Picture a crowd of people standing at a concert, cars moving on a highway and a group of cancerous cells migrating through a blood vessel during metastasis. Now shrink down the people and the cars so that they’re the same size as the cells. Then remove all complicated aspects so that we are left knowing only two things: how these objects move and how they interact with each other. All of these scenarios, when simplified, can be modeled by what we call agent-based models (ABMs). They are extremely useful for modeling complex phenomena including but not limited to the above scenarios, and can be effectively simulated on computers.

What’s more, we can make these ABMs even easier to simulate, by simplifying how they move, and the environment in which they move. Suppose that we have a set of points evenly spaced apart on a line (let’s stick to one dimension for convenience). Now suppose we have agents on a number of these points; for each agent, we tell it to move to the left or right adjacent site and the site it moves to is chosen at random. This is the simplest version of what’s known as a random walk. Finally, we impose the condition that a maximum of one agent can occupy each site. We call these ABMs exclusion processes.

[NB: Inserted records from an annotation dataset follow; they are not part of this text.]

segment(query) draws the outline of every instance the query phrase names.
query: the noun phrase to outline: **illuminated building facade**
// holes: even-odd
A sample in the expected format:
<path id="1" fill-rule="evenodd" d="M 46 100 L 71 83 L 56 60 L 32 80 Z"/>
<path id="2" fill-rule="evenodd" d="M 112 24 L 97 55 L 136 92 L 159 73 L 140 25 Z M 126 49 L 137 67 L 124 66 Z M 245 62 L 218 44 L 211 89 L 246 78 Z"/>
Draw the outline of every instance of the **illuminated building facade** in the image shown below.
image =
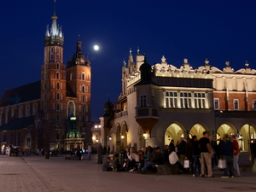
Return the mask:
<path id="1" fill-rule="evenodd" d="M 229 62 L 219 70 L 207 60 L 196 69 L 187 59 L 176 67 L 164 56 L 150 66 L 139 52 L 134 62 L 131 51 L 122 67 L 122 92 L 111 108 L 113 115 L 100 118 L 102 143 L 119 152 L 127 146 L 163 147 L 207 131 L 218 139 L 238 135 L 241 148 L 247 151 L 256 138 L 255 73 L 247 63 L 235 72 Z"/>
<path id="2" fill-rule="evenodd" d="M 44 36 L 41 80 L 6 90 L 0 100 L 2 154 L 9 145 L 21 150 L 70 150 L 91 142 L 90 63 L 79 40 L 72 60 L 63 64 L 64 36 L 55 9 L 51 19 Z"/>

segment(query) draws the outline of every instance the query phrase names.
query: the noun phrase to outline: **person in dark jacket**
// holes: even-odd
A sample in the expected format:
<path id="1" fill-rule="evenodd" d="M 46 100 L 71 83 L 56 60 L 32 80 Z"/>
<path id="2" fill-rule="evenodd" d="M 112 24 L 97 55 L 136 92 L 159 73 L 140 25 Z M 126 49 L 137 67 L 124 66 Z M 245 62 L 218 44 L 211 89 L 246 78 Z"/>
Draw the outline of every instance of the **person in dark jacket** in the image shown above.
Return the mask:
<path id="1" fill-rule="evenodd" d="M 114 172 L 124 172 L 124 169 L 119 163 L 119 154 L 114 154 L 114 160 L 113 160 L 112 168 Z"/>
<path id="2" fill-rule="evenodd" d="M 165 165 L 169 165 L 169 146 L 166 145 L 165 149 L 163 150 L 162 153 L 162 160 L 163 160 L 163 164 Z"/>
<path id="3" fill-rule="evenodd" d="M 178 160 L 182 166 L 183 166 L 184 160 L 186 157 L 186 145 L 187 145 L 186 141 L 183 139 L 183 137 L 181 137 L 180 143 L 177 146 L 177 149 L 178 149 Z"/>
<path id="4" fill-rule="evenodd" d="M 148 161 L 140 173 L 145 173 L 148 168 L 153 165 L 156 165 L 159 162 L 159 153 L 160 152 L 160 147 L 157 147 L 152 153 L 150 153 L 149 161 Z"/>
<path id="5" fill-rule="evenodd" d="M 200 148 L 199 148 L 199 142 L 197 140 L 196 136 L 193 136 L 191 139 L 191 154 L 194 161 L 193 166 L 193 177 L 195 177 L 196 169 L 198 169 L 199 175 L 201 174 L 201 163 L 199 160 L 200 157 Z"/>
<path id="6" fill-rule="evenodd" d="M 232 142 L 228 135 L 224 135 L 223 139 L 219 142 L 219 156 L 221 160 L 226 160 L 226 168 L 224 169 L 224 176 L 221 177 L 229 177 L 228 172 L 230 177 L 234 177 L 233 172 L 233 153 L 231 148 Z"/>

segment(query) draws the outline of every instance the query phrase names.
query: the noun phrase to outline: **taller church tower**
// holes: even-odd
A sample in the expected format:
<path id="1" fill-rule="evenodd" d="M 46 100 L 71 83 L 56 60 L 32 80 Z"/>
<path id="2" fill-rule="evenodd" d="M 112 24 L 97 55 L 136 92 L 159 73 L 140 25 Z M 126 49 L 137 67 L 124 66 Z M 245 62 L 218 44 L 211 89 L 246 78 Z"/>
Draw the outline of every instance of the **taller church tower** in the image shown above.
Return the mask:
<path id="1" fill-rule="evenodd" d="M 44 63 L 41 67 L 41 110 L 44 110 L 43 139 L 44 146 L 62 148 L 61 138 L 65 133 L 66 66 L 63 65 L 64 37 L 57 25 L 55 1 L 50 29 L 44 36 Z"/>

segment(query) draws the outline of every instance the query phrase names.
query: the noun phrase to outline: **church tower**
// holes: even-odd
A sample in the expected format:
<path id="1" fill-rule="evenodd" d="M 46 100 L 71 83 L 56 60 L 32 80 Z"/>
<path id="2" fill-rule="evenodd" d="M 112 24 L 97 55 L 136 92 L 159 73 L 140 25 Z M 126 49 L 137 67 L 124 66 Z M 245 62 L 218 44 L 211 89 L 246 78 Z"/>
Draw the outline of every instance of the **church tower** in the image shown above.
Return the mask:
<path id="1" fill-rule="evenodd" d="M 41 67 L 41 110 L 44 110 L 44 145 L 61 148 L 59 141 L 65 132 L 66 66 L 63 64 L 64 37 L 57 25 L 55 1 L 50 28 L 44 36 L 44 63 Z"/>
<path id="2" fill-rule="evenodd" d="M 75 113 L 77 130 L 80 131 L 84 142 L 90 142 L 88 136 L 90 127 L 90 63 L 82 53 L 82 42 L 77 41 L 76 52 L 67 67 L 67 96 L 76 98 Z M 68 117 L 69 118 L 69 117 Z M 70 128 L 67 127 L 67 130 Z"/>

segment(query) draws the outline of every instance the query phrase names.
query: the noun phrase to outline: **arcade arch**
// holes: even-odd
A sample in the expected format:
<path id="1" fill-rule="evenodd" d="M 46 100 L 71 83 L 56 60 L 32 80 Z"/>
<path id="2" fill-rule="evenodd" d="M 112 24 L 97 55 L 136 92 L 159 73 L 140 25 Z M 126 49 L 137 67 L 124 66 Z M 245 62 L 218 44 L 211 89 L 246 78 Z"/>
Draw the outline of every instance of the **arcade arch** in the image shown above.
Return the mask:
<path id="1" fill-rule="evenodd" d="M 207 129 L 201 124 L 194 125 L 189 131 L 189 137 L 192 138 L 192 136 L 196 136 L 197 139 L 200 139 L 203 136 L 203 132 L 207 131 Z"/>
<path id="2" fill-rule="evenodd" d="M 245 124 L 239 131 L 239 148 L 243 151 L 249 151 L 249 144 L 256 139 L 255 126 Z"/>
<path id="3" fill-rule="evenodd" d="M 171 124 L 165 132 L 165 145 L 169 145 L 172 139 L 176 143 L 181 137 L 184 137 L 184 128 L 178 123 Z"/>

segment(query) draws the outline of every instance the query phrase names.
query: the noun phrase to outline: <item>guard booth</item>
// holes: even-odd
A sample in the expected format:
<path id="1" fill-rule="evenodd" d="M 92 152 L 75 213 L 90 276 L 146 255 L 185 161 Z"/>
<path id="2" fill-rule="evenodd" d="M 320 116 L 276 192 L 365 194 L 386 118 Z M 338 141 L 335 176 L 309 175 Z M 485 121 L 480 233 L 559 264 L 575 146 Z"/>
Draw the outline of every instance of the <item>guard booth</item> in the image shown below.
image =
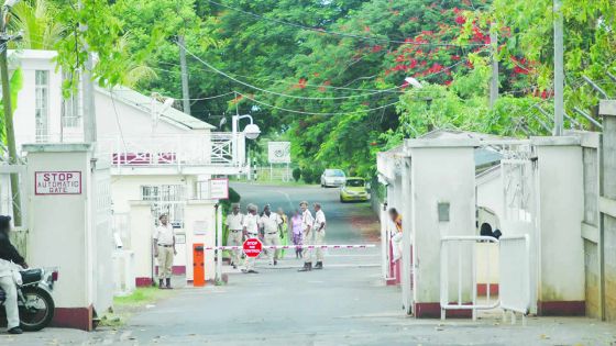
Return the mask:
<path id="1" fill-rule="evenodd" d="M 407 139 L 402 187 L 388 191 L 402 197 L 405 311 L 583 315 L 581 143 L 580 135 Z M 494 165 L 484 165 L 483 150 L 495 154 Z"/>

The specific nature of exclusion processes means that when we use them, we only have to worry about one aspect: how we let agents interact. The simplest interaction rule is to let agents move as they please until they have to move to a site that is already occupied. When that happens, they abort their move and stay where they are. Appropriately, this is called simple exclusion and it has been shown to provide great insight in studying cell motility and traffic flow. A key characteristic of simple exclusion is that the higher the number of the agents we have, the higher the possibility that agents will abort their moves as they walk around.

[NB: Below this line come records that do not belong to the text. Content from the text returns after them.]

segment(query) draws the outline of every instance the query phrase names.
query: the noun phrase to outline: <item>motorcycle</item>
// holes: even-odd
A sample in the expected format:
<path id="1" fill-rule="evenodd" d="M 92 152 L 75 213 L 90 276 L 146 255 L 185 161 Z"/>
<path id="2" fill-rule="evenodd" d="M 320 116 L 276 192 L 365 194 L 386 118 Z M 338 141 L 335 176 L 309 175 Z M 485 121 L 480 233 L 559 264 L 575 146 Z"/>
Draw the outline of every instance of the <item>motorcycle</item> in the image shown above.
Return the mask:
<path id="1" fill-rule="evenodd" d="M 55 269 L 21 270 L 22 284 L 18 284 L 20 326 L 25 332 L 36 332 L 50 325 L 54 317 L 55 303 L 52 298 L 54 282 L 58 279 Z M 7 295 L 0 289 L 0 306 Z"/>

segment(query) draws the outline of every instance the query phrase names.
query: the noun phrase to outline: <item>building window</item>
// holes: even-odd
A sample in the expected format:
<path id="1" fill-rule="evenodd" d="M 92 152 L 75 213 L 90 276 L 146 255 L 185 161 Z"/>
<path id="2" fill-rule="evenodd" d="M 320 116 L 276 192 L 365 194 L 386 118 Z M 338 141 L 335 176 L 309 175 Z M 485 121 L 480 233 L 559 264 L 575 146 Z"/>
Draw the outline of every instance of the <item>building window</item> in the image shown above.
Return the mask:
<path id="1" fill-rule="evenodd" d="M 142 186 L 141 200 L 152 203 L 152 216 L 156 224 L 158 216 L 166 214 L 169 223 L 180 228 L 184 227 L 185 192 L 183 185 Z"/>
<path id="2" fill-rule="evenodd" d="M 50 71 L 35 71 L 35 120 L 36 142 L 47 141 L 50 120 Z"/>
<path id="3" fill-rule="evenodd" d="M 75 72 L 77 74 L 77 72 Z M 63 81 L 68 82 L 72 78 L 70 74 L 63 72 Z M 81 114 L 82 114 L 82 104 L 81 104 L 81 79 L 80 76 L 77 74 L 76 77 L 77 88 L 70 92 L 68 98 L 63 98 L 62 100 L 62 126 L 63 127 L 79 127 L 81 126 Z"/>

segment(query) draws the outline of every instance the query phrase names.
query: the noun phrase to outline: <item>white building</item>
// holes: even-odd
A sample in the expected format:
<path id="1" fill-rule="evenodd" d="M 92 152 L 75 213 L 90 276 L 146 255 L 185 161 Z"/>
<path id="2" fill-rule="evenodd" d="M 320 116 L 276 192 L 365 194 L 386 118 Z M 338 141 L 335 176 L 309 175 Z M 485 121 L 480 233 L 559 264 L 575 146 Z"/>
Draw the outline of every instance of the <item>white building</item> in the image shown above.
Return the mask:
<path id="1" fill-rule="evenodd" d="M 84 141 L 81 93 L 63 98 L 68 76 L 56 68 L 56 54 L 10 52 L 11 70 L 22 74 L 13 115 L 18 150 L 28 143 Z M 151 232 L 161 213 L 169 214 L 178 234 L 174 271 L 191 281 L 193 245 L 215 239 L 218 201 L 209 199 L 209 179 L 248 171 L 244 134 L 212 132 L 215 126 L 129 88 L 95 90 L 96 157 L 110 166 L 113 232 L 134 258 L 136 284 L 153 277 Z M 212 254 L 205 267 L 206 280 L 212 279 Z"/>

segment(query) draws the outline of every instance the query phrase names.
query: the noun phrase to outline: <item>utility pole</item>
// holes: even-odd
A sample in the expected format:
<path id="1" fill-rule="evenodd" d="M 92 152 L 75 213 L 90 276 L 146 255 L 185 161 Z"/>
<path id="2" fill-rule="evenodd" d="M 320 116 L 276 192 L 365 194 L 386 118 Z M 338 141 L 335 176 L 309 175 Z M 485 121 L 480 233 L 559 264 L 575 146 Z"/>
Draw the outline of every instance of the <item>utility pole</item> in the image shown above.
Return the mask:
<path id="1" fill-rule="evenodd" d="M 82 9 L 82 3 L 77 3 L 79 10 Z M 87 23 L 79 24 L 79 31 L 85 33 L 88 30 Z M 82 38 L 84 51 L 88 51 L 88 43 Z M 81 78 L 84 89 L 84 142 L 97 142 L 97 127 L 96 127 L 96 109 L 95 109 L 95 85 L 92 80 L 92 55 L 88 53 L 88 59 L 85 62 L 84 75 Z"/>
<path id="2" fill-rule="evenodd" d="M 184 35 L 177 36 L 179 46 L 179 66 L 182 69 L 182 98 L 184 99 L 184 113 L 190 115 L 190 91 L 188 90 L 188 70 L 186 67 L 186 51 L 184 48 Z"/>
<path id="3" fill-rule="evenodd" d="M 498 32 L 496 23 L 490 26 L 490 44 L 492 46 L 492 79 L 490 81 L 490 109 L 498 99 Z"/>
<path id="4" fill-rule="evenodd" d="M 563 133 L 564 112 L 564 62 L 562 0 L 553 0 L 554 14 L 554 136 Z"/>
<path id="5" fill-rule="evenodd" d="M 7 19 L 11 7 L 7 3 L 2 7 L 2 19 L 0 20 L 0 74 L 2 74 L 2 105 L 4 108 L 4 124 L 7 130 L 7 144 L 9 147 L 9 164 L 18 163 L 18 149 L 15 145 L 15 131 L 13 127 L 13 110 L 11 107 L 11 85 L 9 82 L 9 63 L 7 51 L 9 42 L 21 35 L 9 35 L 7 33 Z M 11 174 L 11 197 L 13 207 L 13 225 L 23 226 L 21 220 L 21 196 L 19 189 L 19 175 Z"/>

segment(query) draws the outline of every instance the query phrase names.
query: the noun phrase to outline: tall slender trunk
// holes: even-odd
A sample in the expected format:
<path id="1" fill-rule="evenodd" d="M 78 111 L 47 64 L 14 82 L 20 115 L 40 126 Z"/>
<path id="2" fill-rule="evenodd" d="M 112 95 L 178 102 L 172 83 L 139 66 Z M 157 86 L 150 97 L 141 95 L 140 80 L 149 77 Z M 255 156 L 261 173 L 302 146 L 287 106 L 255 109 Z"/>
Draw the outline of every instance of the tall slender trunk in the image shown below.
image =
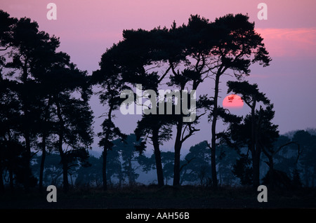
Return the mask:
<path id="1" fill-rule="evenodd" d="M 180 185 L 180 152 L 181 150 L 181 133 L 183 119 L 180 119 L 177 124 L 177 135 L 174 144 L 174 167 L 173 167 L 173 186 Z"/>
<path id="2" fill-rule="evenodd" d="M 256 120 L 255 109 L 256 104 L 256 96 L 253 98 L 253 104 L 251 107 L 251 151 L 252 156 L 252 177 L 254 189 L 257 189 L 260 185 L 260 156 L 261 151 L 258 146 L 258 129 Z"/>
<path id="3" fill-rule="evenodd" d="M 154 129 L 152 131 L 152 144 L 154 146 L 154 159 L 156 161 L 157 177 L 158 180 L 158 187 L 164 186 L 164 173 L 162 170 L 162 156 L 159 149 L 159 143 L 158 142 L 158 130 Z"/>
<path id="4" fill-rule="evenodd" d="M 25 173 L 24 175 L 24 187 L 25 190 L 29 189 L 29 178 L 32 175 L 30 162 L 31 162 L 31 140 L 28 130 L 26 130 L 25 134 Z"/>
<path id="5" fill-rule="evenodd" d="M 1 76 L 1 75 L 0 75 Z M 2 176 L 2 148 L 0 148 L 0 194 L 4 192 L 4 177 Z"/>
<path id="6" fill-rule="evenodd" d="M 109 112 L 107 114 L 107 119 L 110 121 L 110 122 L 112 122 L 112 112 L 113 109 L 110 107 L 109 109 Z M 106 145 L 103 147 L 103 161 L 102 164 L 102 179 L 103 182 L 103 190 L 106 191 L 107 189 L 107 150 L 108 144 L 109 143 L 109 138 L 110 138 L 110 129 L 108 128 L 105 131 L 105 142 Z"/>
<path id="7" fill-rule="evenodd" d="M 212 183 L 213 189 L 217 189 L 218 180 L 216 175 L 216 121 L 218 116 L 219 74 L 216 74 L 215 79 L 214 108 L 213 109 L 213 119 L 211 126 L 212 138 L 211 141 L 211 168 L 212 173 Z"/>
<path id="8" fill-rule="evenodd" d="M 43 175 L 45 163 L 45 158 L 46 156 L 46 135 L 44 134 L 43 139 L 41 140 L 41 165 L 39 168 L 39 191 L 43 191 Z"/>
<path id="9" fill-rule="evenodd" d="M 67 161 L 66 154 L 62 150 L 62 143 L 64 141 L 64 120 L 61 114 L 61 109 L 58 102 L 56 103 L 57 107 L 57 116 L 60 122 L 60 129 L 59 129 L 59 140 L 58 140 L 58 151 L 60 155 L 61 163 L 62 165 L 62 189 L 64 192 L 67 192 L 69 190 L 69 182 L 68 182 L 68 163 Z"/>
<path id="10" fill-rule="evenodd" d="M 103 153 L 103 164 L 102 164 L 102 180 L 103 183 L 103 190 L 106 191 L 107 189 L 107 149 L 104 147 Z"/>

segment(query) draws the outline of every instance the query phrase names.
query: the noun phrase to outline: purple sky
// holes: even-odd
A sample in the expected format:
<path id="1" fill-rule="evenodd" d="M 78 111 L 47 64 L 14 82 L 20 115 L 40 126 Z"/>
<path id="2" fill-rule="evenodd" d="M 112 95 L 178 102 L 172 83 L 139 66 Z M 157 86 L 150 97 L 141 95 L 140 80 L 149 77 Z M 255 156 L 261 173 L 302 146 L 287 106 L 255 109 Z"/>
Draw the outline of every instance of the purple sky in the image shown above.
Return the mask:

However, what if we decided that we didn’t want agents to abort their moves, but we still wanted to maintain the ‘exclusion condition’? After all, these models are used in real world applications and the real world isn’t so polite. One way to do this is to introduce shoving, which is exactly as it sounds: agents are now able to push other agents off the sites that they move onto. Think of people in a mosh pit.

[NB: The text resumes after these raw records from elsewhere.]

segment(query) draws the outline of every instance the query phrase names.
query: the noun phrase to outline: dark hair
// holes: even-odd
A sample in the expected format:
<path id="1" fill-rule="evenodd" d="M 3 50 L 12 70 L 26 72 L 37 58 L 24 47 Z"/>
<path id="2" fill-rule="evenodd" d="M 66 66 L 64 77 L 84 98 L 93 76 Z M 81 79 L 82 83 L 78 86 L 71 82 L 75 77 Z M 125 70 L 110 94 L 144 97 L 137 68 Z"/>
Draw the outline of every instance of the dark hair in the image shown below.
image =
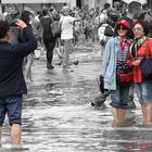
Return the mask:
<path id="1" fill-rule="evenodd" d="M 26 24 L 29 24 L 29 15 L 31 15 L 31 13 L 29 11 L 24 10 L 22 12 L 21 20 L 24 21 Z"/>
<path id="2" fill-rule="evenodd" d="M 104 10 L 109 9 L 111 7 L 110 3 L 104 3 Z"/>
<path id="3" fill-rule="evenodd" d="M 9 30 L 9 24 L 5 21 L 0 21 L 0 39 L 3 38 Z"/>
<path id="4" fill-rule="evenodd" d="M 139 20 L 136 23 L 134 23 L 132 27 L 136 24 L 140 24 L 143 27 L 143 31 L 144 31 L 145 36 L 149 34 L 149 24 L 145 21 Z"/>
<path id="5" fill-rule="evenodd" d="M 118 21 L 121 21 L 121 20 L 118 20 Z M 117 22 L 118 22 L 118 21 L 117 21 Z M 121 25 L 121 24 L 119 24 L 119 25 Z M 118 28 L 119 25 L 115 24 L 114 36 L 118 36 L 118 34 L 117 34 L 117 28 Z M 122 24 L 122 25 L 123 25 L 123 24 Z M 125 26 L 125 25 L 123 25 L 123 26 Z M 125 26 L 125 27 L 126 27 L 126 26 Z M 126 28 L 127 28 L 127 27 L 126 27 Z M 126 34 L 126 36 L 129 37 L 130 33 L 131 33 L 131 29 L 127 28 L 127 34 Z"/>

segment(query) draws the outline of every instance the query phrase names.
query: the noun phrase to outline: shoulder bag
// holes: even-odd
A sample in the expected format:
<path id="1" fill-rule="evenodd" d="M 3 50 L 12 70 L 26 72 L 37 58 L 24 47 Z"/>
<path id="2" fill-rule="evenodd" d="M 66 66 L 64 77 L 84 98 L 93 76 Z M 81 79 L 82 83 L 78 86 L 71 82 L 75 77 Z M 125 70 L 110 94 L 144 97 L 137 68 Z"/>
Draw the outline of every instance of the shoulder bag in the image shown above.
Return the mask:
<path id="1" fill-rule="evenodd" d="M 141 72 L 144 79 L 152 79 L 152 56 L 149 56 L 148 42 L 145 46 L 145 56 L 141 60 Z"/>

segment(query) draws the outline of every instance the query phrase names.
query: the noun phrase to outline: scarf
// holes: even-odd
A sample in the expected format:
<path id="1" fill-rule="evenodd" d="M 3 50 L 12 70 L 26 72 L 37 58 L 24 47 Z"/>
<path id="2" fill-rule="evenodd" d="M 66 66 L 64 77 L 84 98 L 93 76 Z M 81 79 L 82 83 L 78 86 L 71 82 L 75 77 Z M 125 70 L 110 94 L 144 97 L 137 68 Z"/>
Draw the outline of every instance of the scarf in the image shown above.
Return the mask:
<path id="1" fill-rule="evenodd" d="M 121 45 L 121 50 L 124 51 L 125 46 L 127 46 L 127 47 L 130 46 L 130 41 L 128 41 L 127 39 L 123 39 L 123 40 L 121 40 L 119 45 Z"/>
<path id="2" fill-rule="evenodd" d="M 142 43 L 148 39 L 148 37 L 142 37 L 139 40 L 135 39 L 134 42 L 130 46 L 130 54 L 132 58 L 136 58 L 136 53 L 139 50 L 139 48 L 142 46 Z"/>

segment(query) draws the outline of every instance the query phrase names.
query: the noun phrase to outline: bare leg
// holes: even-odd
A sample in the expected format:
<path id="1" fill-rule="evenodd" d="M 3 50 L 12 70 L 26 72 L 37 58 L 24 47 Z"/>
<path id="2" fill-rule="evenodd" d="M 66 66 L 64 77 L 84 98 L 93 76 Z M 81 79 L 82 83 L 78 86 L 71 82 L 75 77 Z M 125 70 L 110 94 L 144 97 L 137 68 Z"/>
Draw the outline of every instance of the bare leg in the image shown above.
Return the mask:
<path id="1" fill-rule="evenodd" d="M 145 124 L 152 124 L 152 103 L 144 104 Z"/>

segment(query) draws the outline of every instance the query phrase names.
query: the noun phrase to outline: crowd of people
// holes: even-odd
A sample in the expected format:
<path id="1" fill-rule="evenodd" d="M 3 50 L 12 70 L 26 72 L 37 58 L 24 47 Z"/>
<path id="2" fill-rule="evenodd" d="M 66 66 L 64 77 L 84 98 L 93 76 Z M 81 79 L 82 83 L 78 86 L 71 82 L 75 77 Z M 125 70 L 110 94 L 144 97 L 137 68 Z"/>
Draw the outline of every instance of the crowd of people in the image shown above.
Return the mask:
<path id="1" fill-rule="evenodd" d="M 148 4 L 116 2 L 103 10 L 67 5 L 58 12 L 43 8 L 37 13 L 9 5 L 0 21 L 0 126 L 8 113 L 11 142 L 18 144 L 22 135 L 22 96 L 31 81 L 31 64 L 46 50 L 46 67 L 53 69 L 53 52 L 60 48 L 60 65 L 68 69 L 69 54 L 83 37 L 86 43 L 99 42 L 103 52 L 102 102 L 111 94 L 113 126 L 130 126 L 126 109 L 137 90 L 142 109 L 143 125 L 152 125 L 152 77 L 143 77 L 142 60 L 152 56 L 152 14 Z M 54 28 L 55 27 L 55 28 Z M 43 48 L 43 49 L 42 49 Z M 122 81 L 122 74 L 129 80 Z M 25 80 L 24 80 L 25 77 Z M 131 79 L 132 78 L 132 79 Z M 127 83 L 126 83 L 127 81 Z M 131 91 L 130 91 L 131 90 Z"/>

While the exclusion processes are discrete processes, they have a continuous analogue in the form of partial differential equations, equations modeling change in time and space. Simple exclusion can be accurately modeled by what most people in science would call the heat equation or simple linear diffusion. For shoving? We still end up with a diffusion equation but it’s far stranger and harder to solve. The bright side is that it still accurately describes the discrete process.

 

Axel Almet was one of the recipients of a 2013/14 AMSI Vacation Research Scholarship.